The interior of the cave temple Virgin Chrysospiliotissa
When and by whom this monastic shelter was carved in the rock, history is still silent. Discovered by scientists in the main room, two graves and a cross in one of them, suggest that this place was used by hermits as a small monastery. The largest cave was transformed into a church, whose walls still today retain fragments of frescoes dating from the 13th - 15th centuries. In the altar space you can distinguish the figures and faces of the Holy Fathers of the Church. Among them, the apostle Barnabas is the founder of the Cyprus Church, Bishop Epiphany of Cyprus is a participant in the first Ecumenical Council and a rare image of Saint Trifillios, Bishop of Ledra (Nicosia). Other murals - "Resurrection of Saint Lazarus" and "Transfiguration of the Lord" - today are on restoration.

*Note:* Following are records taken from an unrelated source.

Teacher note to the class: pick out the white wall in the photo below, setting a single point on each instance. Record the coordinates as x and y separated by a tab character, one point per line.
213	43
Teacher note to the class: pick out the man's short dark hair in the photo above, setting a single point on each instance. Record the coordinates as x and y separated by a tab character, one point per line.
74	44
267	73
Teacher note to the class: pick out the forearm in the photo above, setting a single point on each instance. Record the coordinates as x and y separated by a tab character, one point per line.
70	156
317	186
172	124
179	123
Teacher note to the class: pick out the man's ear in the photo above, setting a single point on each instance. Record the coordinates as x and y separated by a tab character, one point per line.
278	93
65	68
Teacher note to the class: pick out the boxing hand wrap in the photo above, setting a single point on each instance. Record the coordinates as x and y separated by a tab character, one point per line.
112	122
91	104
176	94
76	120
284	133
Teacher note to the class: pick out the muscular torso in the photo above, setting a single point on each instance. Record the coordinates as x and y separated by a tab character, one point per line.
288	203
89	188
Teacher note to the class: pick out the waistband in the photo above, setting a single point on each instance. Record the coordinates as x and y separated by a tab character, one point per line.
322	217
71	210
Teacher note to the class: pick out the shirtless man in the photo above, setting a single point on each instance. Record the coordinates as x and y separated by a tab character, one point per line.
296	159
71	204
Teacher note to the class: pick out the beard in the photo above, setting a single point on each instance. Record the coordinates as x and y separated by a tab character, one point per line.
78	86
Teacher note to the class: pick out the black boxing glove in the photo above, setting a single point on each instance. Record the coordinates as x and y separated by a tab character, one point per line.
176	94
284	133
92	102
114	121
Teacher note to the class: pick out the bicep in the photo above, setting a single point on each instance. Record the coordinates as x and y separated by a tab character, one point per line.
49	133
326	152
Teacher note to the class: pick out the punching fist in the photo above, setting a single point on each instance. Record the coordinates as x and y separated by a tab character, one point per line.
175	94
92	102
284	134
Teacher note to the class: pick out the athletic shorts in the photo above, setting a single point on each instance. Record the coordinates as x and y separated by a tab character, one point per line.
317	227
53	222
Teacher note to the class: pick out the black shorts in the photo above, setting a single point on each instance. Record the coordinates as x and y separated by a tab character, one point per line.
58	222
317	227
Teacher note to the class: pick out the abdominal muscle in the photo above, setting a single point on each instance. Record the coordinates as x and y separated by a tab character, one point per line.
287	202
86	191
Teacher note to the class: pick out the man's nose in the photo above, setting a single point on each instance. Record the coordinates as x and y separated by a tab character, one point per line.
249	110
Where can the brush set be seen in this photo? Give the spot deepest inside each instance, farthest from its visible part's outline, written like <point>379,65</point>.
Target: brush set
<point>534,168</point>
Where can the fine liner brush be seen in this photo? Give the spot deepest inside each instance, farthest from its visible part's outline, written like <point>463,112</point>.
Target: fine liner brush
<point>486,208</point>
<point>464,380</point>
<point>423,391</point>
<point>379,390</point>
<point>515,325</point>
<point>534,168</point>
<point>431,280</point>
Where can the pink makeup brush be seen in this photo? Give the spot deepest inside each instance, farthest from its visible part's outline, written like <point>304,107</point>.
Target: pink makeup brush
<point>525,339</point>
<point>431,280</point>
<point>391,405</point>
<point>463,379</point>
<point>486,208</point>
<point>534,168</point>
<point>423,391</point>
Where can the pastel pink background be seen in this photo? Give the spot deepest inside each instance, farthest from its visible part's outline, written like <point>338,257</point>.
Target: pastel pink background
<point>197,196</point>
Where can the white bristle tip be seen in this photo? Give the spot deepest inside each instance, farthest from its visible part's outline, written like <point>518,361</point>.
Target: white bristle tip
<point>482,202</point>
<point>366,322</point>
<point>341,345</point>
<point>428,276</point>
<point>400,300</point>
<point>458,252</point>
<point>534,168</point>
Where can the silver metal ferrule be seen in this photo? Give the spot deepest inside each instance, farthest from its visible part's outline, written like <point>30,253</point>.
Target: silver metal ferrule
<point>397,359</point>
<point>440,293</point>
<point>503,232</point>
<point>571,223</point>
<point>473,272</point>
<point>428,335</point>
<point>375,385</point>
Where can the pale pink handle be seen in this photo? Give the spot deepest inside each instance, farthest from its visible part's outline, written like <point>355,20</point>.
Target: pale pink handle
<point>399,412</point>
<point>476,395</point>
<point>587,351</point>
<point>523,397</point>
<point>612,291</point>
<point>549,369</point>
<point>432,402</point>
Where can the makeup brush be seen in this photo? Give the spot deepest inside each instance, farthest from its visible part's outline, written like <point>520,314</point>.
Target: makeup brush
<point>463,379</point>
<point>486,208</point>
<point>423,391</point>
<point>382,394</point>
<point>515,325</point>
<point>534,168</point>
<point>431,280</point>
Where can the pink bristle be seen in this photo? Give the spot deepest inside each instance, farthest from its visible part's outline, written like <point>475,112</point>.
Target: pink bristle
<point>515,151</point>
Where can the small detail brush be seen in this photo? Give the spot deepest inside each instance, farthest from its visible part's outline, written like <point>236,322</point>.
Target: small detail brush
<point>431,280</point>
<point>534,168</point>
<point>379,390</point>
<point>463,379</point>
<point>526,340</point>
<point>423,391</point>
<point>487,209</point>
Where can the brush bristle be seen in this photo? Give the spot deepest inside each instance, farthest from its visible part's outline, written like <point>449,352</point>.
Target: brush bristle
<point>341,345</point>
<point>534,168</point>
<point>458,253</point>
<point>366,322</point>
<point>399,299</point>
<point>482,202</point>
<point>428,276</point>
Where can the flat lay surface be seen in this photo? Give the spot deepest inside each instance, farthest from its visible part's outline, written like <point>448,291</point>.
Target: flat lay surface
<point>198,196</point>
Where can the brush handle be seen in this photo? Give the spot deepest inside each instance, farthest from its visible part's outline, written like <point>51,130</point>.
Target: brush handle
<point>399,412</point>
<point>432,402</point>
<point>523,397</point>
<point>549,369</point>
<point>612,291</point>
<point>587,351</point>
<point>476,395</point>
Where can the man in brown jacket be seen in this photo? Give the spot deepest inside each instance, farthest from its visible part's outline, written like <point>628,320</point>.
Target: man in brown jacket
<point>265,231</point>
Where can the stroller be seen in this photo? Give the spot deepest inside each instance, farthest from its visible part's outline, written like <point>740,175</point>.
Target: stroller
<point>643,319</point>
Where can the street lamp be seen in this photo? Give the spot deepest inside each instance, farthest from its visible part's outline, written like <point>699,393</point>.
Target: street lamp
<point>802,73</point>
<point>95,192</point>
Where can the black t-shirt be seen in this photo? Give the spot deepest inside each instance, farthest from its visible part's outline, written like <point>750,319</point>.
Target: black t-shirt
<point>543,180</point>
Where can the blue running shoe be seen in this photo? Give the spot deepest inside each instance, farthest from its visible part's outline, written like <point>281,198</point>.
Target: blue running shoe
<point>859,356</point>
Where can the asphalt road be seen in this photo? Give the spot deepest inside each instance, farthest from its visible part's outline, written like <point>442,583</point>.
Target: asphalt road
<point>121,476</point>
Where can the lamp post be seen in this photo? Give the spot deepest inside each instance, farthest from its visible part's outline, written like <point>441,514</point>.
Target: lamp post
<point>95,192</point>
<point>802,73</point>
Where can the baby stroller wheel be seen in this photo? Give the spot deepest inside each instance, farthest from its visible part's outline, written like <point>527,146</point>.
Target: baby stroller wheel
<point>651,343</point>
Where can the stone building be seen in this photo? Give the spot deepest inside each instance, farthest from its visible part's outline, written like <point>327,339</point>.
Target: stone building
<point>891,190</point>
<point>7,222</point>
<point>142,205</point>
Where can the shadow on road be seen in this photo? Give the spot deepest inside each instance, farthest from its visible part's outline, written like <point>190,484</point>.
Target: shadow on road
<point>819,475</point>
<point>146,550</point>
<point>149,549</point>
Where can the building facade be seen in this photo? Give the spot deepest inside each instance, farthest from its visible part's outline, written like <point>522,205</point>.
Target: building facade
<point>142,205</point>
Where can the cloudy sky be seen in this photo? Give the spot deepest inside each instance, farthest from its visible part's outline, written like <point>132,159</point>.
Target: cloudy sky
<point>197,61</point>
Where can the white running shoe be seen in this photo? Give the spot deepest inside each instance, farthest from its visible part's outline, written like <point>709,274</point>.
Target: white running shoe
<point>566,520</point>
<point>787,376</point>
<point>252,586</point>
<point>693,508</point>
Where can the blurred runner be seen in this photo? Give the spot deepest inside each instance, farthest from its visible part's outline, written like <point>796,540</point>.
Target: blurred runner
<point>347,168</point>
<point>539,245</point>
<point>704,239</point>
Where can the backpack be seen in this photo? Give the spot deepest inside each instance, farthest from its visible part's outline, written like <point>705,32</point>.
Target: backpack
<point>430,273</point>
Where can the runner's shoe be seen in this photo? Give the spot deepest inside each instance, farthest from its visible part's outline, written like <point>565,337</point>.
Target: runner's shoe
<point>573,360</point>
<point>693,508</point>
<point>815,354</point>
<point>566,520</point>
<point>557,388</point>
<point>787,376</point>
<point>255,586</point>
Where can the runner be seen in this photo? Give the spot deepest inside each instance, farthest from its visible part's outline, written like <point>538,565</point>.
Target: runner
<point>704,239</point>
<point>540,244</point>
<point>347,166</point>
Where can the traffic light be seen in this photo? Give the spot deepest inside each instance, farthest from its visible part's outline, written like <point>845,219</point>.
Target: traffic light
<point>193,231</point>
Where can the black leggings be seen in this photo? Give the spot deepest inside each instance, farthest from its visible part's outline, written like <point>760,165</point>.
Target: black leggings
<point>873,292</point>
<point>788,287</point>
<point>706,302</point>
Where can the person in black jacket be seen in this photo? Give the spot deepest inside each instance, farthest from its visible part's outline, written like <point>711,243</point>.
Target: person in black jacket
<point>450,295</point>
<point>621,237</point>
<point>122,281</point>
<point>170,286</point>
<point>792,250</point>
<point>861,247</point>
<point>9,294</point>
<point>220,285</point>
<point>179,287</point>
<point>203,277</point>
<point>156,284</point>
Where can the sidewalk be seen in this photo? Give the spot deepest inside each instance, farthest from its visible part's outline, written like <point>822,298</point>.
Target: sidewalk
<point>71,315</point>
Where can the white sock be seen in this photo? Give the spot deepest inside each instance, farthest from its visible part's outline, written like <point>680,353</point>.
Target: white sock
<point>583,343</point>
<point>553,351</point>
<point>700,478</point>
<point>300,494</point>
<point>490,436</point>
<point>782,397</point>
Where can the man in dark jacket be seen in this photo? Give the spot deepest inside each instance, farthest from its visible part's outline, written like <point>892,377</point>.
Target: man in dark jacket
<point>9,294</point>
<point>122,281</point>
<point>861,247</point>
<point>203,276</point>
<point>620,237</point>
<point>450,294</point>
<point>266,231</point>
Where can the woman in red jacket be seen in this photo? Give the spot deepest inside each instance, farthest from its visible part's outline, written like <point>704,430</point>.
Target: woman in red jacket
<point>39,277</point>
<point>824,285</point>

According to popular legend, the Blessed Virgin Chrysospiliotissa helps man to find a faithful companion of life, preserves and strengthens the marriage bond. And here stretches stream of people to venerate the Blessed Virgin Mary, and leaves in the cave monastery as a sign of love and gratitude, supplication and hope for a happy family life many attributes of a wedding celebration.
More recently strengthened the outer walls of the monastic hermitage, updated and ladder consisting of 104 steps leading to the entrance. In the year 1998 grateful parishioners decorated the miraculous source mosaic panel, which posted an image of the Blessed Virgin and Child and Life-giving source.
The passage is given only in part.